Кем бы ни был этот дроу, но его смерти она не хотела. Окрыленная хорошей идеей, друидка без проблем проделала остаток пути. Уголек привел их к развалинам, которые девушка определила, как древний храм. Уцелело несколько массивных колонн, одна стена и крыша, под ней стоял искрошившийся от времени алтарь и статуя мужчины, голову которому откололи.
— А вы знаете, кому посвящён этот храм? — спросила друидка, с любопытством оглядываясь по сторонам.
— Нет, — пожал плечами полуэльф.
Динал внимательно посмотрел на статую:
— Вейрону, Владыке Теней.
— А кто это? — спросила девушка, присев на камень.
— Стыдно не знать богов своего народа, — фыркнул Динал. — Вейрон — сын праотца всех эльфов и Паучьей Королевы, и вместе с Лолт они были изгнаны. Сын и мать вечно противостоят друг другу. Вейрон покровительствует тем, кто крадется в тенях: ворам, убийцам… следопытам мрака, — он кивнул на Уголька. — Он хочет свергнуть тиранию Лолт и ее жреческого матриархата, сделать дроу вновь сильными, едиными… Говорят, что там, в Пещере Скрытой Полночи, многие поклоняются ему.
— А ты? — спросил Келафейн, присев рядом с девушкой.
— Я? — Динал приподнял брови. — Я поклонялся Лолт, исключительно из страха, но, может и стоит присягнуть Вейрону, чтобы он одарил меня такой же великолепной способностью, как у тебя.
— Сколько повторять, — вздохнул полуэльф. — Я не поклоняюсь никаким богам, тем более дроуским, а кожа у меня…

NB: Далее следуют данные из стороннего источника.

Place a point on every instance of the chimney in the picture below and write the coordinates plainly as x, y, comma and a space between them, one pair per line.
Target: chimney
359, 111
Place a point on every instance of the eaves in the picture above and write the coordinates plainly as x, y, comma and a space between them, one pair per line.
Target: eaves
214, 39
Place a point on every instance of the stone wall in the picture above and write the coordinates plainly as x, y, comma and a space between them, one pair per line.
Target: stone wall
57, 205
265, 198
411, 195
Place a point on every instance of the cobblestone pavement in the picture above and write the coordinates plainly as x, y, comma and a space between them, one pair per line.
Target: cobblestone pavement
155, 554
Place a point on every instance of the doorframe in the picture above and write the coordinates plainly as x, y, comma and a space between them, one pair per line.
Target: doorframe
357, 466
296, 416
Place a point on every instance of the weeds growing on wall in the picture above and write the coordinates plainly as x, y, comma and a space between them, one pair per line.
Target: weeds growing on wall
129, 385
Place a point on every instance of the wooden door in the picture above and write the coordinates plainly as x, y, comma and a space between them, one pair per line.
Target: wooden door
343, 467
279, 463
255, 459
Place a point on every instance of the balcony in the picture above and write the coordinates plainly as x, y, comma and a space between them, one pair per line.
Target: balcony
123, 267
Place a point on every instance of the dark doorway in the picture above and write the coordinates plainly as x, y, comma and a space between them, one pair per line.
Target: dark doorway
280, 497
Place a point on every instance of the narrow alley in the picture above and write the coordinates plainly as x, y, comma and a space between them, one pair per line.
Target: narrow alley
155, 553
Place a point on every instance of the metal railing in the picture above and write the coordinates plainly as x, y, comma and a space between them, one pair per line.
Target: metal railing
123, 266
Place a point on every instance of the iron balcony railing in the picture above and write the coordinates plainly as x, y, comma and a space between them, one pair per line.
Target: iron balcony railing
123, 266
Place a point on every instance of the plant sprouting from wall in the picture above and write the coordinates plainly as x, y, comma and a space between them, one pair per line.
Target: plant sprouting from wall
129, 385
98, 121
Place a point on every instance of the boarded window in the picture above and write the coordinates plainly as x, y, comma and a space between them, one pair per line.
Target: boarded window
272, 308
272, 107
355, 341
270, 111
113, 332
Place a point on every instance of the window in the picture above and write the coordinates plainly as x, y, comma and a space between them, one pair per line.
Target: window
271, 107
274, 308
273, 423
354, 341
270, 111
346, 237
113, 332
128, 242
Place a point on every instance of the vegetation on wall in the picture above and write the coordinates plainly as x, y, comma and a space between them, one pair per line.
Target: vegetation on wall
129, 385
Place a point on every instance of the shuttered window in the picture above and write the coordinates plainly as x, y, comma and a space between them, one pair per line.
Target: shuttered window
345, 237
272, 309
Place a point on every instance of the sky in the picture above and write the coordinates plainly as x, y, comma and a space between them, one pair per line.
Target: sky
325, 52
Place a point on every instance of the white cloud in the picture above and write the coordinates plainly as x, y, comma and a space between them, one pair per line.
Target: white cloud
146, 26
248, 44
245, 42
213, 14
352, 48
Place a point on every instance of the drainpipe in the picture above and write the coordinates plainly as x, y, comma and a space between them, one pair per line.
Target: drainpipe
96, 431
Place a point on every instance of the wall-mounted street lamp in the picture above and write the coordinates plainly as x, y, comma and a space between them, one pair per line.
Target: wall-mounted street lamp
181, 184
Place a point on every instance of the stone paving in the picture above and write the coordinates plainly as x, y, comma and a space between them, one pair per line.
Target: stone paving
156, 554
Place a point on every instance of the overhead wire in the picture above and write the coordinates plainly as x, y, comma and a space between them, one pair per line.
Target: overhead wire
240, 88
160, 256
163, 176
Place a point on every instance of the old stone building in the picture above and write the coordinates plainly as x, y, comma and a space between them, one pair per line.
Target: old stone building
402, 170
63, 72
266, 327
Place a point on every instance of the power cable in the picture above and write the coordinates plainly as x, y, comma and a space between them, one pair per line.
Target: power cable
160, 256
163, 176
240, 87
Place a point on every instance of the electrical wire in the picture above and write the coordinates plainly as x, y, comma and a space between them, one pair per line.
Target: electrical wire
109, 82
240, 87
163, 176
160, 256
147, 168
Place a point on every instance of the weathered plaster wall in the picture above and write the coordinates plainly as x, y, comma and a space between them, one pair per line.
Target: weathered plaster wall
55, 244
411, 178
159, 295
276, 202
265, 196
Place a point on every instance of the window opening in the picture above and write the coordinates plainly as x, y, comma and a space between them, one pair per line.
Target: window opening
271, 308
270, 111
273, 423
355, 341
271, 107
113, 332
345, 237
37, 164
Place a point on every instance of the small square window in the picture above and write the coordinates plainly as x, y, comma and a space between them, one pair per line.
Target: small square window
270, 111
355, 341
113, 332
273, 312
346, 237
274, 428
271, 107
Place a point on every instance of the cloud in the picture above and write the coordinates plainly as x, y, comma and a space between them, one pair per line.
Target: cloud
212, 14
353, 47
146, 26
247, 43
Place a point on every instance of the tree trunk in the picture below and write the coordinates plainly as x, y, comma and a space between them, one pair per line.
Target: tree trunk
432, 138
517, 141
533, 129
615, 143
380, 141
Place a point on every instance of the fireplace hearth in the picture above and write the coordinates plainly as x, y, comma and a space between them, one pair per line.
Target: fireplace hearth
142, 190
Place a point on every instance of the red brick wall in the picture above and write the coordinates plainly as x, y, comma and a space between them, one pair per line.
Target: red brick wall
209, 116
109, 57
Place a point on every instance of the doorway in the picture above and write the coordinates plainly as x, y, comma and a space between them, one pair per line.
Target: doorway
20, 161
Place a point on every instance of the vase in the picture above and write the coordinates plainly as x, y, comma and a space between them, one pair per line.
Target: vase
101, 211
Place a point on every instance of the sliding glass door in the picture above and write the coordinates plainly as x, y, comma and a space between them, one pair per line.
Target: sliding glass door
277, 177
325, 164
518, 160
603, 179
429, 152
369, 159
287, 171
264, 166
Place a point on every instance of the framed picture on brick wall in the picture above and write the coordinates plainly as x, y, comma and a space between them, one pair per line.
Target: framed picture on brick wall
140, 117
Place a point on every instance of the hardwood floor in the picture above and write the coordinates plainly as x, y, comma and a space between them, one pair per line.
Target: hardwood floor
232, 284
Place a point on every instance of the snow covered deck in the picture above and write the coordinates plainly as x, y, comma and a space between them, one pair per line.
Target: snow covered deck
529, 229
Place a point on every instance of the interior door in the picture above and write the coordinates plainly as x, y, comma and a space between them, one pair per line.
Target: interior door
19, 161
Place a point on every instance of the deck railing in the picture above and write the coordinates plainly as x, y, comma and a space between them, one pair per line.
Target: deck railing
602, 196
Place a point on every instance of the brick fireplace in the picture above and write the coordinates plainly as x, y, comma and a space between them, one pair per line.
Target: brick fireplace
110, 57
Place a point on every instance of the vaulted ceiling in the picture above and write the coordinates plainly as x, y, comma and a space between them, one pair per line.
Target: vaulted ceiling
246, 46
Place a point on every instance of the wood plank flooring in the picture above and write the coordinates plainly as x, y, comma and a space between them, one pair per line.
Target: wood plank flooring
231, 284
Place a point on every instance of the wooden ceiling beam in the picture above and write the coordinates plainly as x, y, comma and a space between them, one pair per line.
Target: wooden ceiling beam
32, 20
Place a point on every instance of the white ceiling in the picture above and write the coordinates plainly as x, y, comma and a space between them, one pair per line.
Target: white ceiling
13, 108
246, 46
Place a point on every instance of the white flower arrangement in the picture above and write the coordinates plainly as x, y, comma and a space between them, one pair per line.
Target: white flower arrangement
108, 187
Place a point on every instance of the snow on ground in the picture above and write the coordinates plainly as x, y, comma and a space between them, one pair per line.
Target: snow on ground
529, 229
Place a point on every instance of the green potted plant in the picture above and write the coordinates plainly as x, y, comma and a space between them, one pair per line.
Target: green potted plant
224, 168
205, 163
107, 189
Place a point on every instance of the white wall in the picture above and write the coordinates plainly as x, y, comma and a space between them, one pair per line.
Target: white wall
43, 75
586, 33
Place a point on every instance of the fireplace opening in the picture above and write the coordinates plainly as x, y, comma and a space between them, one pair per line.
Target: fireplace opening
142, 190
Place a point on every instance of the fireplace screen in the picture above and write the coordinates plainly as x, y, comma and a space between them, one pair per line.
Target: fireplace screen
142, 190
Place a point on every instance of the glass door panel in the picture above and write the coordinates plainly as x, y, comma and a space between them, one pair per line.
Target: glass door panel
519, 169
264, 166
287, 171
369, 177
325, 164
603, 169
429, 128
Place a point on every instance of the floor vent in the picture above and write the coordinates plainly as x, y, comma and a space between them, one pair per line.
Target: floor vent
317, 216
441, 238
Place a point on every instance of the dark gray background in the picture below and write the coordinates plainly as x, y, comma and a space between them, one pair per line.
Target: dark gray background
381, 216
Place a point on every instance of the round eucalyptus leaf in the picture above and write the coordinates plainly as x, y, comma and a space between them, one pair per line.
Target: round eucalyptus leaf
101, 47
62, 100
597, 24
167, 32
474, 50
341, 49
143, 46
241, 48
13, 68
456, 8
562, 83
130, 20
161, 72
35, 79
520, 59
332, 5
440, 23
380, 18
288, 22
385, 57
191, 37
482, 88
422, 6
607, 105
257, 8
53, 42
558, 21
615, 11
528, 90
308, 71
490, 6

— Ага, от природы, — оборвал его эльф. — Слышал уже. Не бывает такого. Ври больше.
Ксаршей увидела, как напыжился Уголек, и поняла, что разговор пора закруглять, пока мальчишки снова не передрались.
— Это был прекрасный рассказ, — сказала она, — но тебе, Динал, пора прятаться на крышу.
Эльф перевел на девушку хмурый взгляд, но спорить не стал. Друидка призвала сову, чтобы та унесла его на крышу. Когда эльф покинул их, Уголек сел, прислонившись спиной к колонне:
— Ну что? Как думаешь, что произойдет?
— Не знаю, — покачала головой девушка. — Попробуем справиться, — она зябко поежилась. — А ты бывал в этом месте раньше? Оно вызывает у меня мурашки.
— Один раз. Я не знал, что это храм Вейрона. Так или иначе, он давно покинут.
Ксаршей кивнула:
— Надо же, не знала, что когда-нибудь побываю в храме темных эльфов, — ее голос вдруг осекся. — Знаешь, не все дроу плохи. У того, кого мы задрали, был брат… Его отец с упоением терзал меня, а Шардин не трогал. Наверное, жалел, он по-своему был добр, насколько мог. А я… — девушка всхлипнула, — я поступила как настоящая дроу… Рабыни, собираясь бежать, хотели его отравить… Я могла предупредить, но побоялась, что их схватят, а они выдадут меня… — сбивчиво говорила она, утирая покатившиеся по щекам слезы.
Слова сами собой срывались с губ, увлекая за собой целый поток откровений, как те недавние камнепады.
— Его вряд ли ждало бы что-то хорошее, если бы он выжил, но все равно, — продолжала она, прижав ладони к глазам. — Все равно. Отплатила предательством на добро… и девушкам пришлось врать, что я пойду с ними… Я себе противна. Не хочу быть сильной таким способом, как дроу. Уж лучше быть злобным зверем.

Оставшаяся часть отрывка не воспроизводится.